Je suis né en France de parents immigrés espagnols entrepreneurs. Je pense que comme beaucoup d’immigrés de première génération, j’ai toujours eu le sentiment de ne pas appartenir totalement à mon lieu de naissance. C’est un sentiment étrange et sans ancrage de ne pas être vraiment accepté comme français ou espagnol, pourtant je suis les deux.
Depuis que je suis jeune, je m’intéresse à l’Afrique : son art, sa musique, ses gens, son mode de vie et son histoire riche. La première fois que j’ai pu visiter, c’était un rêve devenu réalité à bien des égards et je suis immédiatement tomber amoureux je me suis senti chez moi. Je me souviens d’une citation de Kwame Nkrumah :
« Je ne suis pas africain parce que je suis né en Afrique mais parce que l’Afrique est née en moi ».
J’ai toujours su que ma carrière impliquerait des affaires en Afrique. Bien qu’à l’école, j’avais concentré mes forces sur la vente et le marketing et j’ai obtenu un brevet de technicien supérieur en vente et marketing en France. Ce n’est que lorsque j’ai déménagé aux États-Unis que j’ai eu l’opportunité de me lancer dans les affaires. J’ai créé le groupe Alicante pour conseiller les entreprises américaines cherchant à investir ou à développer leurs activités en Afrique. De nombreuses entreprises américaines n’ont ni la patience ni la compréhension de la complexité de faire des affaires en Afrique. J’ai trouvé qu’il est nécessaire d’aider à naviguer sur ce marché. Nous aidons aussi les dirigeants et entrepreneurs africains à développer des contacts aux États-Unis.

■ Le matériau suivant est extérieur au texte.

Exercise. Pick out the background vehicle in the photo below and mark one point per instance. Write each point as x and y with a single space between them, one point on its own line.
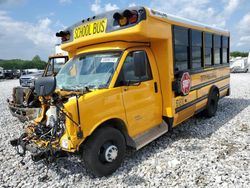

Une autre force motrice dans la création de mon entreprise a été le fait de voir tant de sociétés de relations publiques à Washington faire de fausses déclarations sur les contacts et des résultats assurés pour leurs clients africains et américains. Il était évident que ces entreprises n’allaient jamais faire le travail qu’elles prétendaient et qu’elles n’avaient pas les contacts étroits que j’ai. J’ai senti qu’il y avait un vrai vide que je pouvais combler. Chez Alicante Group, nous avons une équipe en Afrique, aux États-Unis et en Europe, ce qui fait de nous somme l’une des rares organisations à avoir des contacts de haut niveau sur ces trois continents. C’est vraiment notre force.
Mes origines européens et américaines et mon vaste réseau sont vraiment uniques. Il n’est pas rare que dans la même journée je m’entretienne avec un ministre au Mali, en Guinée ou en Centrafrique, et un membre du Congrès en France et à Washington DC. Ma maîtrise du français, de l’anglais et de l’espagnol est un atout considérable dans mon travail quotidien.
- Pouvons-nous savoir comment vous êtes devenu consul honoraire de Guinée Conakry et quelles sont vos fonctions ?
Au fil des ans, j’ai développé des contacts et des relations avec des personnes occupant des postes de direction principalement en Afrique de l’Ouest. Lorsque le gouvernement de la République de Guinée m’a contacté pour les représenter en Californie en 2012, j’ai sauté sur l’occasion.
En tant que diplomate, je fais la promotion de la Guinée et sert de point de contact pour les Guinéens vivant en Californie. En tant que Consul Honoraire, je représente la Guinée au Corps Consulaire de Los Angeles, le troisième au monde. Avoir un siège à cette table offre une visibilité à la Guinée et des opportunités de collaborer avec les consulats au niveau régional et bien sûr au niveau international également. Étant donné que Los Angeles fait partie des zones métropolitaines les plus puissantes économiquement au monde, les opportunités de promouvoir la Guinée sont infinies.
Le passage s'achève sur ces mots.